Благополучно перебравшись на родной берег, Серега ушел с набережной, вывернул задворками на проспект Стачек и, наверное, скоро был бы дома, если бы не гражданин с бутылкой «Балтики» в руке.
— Друг, поедем в центр. — Удобно развалившись в кресле, любитель пива с ходу зашуршал сторублевками. — Куда-нибудь подальше отсюда.
Он был в зеленом адидасовском костюме и дорогих кроссовках, однако на спортсмена не похож — обрюзгший, с заметной жировой прослойкой.
— Ну поехали. — Начало казалось многообещающим, но Прохоров прекрасно знал — халявный сыр бывает только в мышеловке, и внутренне насторожился. Уж больно сладкий пассажир смахивал на подсадную утку, то бишь гуся. Завезет такой запросто в какой-нибудь укромный уголок, прямо в руки крепким ребятам с монтировками. Уж те не постесняются, спросят — что ж ты, падла, «бомбишь» на нашей земле, а в оркестр не засылаешь? Вешаем на тебя столько-то…

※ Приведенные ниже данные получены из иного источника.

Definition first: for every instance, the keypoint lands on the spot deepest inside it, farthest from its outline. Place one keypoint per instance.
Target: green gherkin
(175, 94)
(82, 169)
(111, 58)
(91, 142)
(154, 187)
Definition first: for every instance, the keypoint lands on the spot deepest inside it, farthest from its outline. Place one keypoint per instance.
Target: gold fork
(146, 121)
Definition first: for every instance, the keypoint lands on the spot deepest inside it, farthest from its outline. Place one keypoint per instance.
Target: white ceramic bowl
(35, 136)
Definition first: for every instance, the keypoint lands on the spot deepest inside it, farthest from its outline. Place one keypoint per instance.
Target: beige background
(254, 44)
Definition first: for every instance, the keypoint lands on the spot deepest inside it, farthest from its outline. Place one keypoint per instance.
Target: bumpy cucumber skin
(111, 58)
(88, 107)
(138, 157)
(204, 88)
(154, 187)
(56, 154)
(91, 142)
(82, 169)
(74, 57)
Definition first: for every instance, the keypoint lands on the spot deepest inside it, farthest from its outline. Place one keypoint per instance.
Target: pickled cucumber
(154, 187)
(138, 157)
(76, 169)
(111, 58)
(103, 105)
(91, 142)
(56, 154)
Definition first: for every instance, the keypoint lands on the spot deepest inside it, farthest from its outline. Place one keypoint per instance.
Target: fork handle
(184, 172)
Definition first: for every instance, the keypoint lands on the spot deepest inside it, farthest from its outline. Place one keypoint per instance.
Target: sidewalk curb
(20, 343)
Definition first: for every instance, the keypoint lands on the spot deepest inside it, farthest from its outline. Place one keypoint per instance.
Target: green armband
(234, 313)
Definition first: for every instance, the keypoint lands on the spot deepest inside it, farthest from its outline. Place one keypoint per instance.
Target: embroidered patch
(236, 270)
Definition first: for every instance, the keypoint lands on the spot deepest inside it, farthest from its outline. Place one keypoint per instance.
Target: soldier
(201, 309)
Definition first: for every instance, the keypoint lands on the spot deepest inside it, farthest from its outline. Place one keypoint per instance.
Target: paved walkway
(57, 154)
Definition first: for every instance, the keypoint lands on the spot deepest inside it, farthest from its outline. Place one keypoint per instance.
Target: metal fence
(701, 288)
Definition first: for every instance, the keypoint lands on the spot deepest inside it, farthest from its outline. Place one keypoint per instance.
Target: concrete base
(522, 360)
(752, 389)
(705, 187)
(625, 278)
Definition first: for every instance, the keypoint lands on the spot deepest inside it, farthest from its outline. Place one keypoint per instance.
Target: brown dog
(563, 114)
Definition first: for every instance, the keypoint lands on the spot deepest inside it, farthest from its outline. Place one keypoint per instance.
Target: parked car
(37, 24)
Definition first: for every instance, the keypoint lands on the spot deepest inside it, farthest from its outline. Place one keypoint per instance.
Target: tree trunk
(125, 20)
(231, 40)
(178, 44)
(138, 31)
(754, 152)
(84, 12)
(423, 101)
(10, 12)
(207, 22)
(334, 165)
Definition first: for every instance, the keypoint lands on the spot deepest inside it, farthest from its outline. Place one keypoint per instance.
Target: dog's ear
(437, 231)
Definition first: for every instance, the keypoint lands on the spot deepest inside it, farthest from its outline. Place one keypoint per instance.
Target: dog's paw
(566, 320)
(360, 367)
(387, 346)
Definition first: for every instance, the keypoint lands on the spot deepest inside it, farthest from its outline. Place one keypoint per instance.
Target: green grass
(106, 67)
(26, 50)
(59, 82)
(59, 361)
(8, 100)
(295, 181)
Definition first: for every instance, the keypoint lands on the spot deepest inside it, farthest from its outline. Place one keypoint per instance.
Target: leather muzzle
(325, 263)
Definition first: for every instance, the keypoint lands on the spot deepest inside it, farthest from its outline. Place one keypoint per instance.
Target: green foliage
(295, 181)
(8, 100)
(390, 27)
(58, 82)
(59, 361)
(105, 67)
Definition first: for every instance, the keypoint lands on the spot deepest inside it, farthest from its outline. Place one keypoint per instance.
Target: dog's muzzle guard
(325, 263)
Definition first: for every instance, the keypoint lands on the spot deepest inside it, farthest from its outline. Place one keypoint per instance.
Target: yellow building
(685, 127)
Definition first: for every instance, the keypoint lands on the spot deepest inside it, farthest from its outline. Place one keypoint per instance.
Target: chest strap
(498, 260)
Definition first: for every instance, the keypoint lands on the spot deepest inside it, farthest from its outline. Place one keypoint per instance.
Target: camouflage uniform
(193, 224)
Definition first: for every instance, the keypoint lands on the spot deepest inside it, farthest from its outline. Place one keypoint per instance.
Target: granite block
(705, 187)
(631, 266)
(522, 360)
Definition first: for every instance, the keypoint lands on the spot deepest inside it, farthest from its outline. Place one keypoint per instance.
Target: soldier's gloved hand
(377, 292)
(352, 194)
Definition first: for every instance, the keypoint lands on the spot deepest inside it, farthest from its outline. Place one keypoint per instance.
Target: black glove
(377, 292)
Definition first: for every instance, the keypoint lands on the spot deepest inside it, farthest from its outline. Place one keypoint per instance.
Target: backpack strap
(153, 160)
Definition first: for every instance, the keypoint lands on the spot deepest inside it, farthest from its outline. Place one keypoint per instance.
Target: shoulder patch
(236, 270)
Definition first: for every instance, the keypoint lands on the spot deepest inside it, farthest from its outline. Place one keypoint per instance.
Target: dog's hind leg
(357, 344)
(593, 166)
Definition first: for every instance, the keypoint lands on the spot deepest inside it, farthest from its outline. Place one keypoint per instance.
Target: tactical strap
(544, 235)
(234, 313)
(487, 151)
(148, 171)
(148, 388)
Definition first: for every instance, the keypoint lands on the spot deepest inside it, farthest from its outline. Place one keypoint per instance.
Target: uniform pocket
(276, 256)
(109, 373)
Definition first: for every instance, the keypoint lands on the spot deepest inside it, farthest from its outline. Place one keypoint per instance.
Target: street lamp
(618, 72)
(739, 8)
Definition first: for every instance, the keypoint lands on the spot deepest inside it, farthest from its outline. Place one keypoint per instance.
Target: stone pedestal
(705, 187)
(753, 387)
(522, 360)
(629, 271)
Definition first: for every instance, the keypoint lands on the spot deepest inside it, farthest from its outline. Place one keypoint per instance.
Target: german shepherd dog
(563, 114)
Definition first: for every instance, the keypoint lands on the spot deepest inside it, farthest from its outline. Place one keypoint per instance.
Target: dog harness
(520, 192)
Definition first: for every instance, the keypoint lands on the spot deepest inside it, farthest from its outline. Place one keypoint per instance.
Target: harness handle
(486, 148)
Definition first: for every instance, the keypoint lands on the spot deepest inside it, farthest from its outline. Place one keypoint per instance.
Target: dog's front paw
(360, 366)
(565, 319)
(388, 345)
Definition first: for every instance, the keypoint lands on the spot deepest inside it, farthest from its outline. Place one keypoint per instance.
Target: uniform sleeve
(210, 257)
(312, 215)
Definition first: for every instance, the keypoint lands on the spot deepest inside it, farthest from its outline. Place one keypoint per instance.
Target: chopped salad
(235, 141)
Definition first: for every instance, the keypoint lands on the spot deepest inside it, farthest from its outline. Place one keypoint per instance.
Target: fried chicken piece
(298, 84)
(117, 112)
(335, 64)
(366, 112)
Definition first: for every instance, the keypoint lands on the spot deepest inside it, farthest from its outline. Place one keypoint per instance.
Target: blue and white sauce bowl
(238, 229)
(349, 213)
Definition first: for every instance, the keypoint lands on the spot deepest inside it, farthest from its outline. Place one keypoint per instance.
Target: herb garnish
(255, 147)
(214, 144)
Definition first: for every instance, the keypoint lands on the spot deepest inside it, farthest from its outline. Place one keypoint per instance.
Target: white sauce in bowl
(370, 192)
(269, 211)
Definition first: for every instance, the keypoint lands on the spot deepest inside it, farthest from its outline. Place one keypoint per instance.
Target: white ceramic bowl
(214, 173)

Однако на этот раз Бог миловал, и Прохоров проявлял бдительность напрасно. Вел себя пассажир естественно, дважды выходил по нужде и, пока ехали до Невы, много чего рассказал про свою жизнь. Звали его Юрой, и служил он когда-то на Черном море капитан-лейтенантом. Не простым капитан-лейтенантом, а командиром группы морских диверсантов из секретного подразделения «Барракуда». Магнитные мины, подводный автомат АПС и двенадцатисантиметровые стреловидные пули, способные легко пробить на глубине обшивку небольшой субмарины. Когда начали кроить Черноморский флот, Юра оказался на украинской стороне, однако второй раз присягать отказался и был разжалован в матросы. Лучше бы уж расстреляли! И он ударился в бега, в конце концов добежав до Сербии, где и навоевался всласть, в основном стоя с гранатометом на большой дороге. Проезд — двести долларов с фуры, не дороже, чем у других. Заработав денег, Юра перебрался с дунайских берегов на невские и, поосмотревшись, пригласил бывших сослуживцев из «Барракуды». Не в гости, конечно, пригласил заняться привычным делом — решать наболевшие вопросы. Команда подобралась просто супер — это вам не отмороженные недоумки, безграмотные, нестойкие психически, не готовые ни на что по-настоящему серьезное. Собрались мастера убойного дела, причем нищие, голодные, которым терять нечего, и дело завертелось. Вертелось оно себе, вертелось, а потом Юра встретил девушку своей мечты, остепенился, из дела вышел. Женился, завел ребенка и начал благочинно воровать бюджетные финансы, благо ходы имелись. И все было бы хорошо, если бы не оказалась молодая жена стервой, сучкой и просто распоследней шкурой.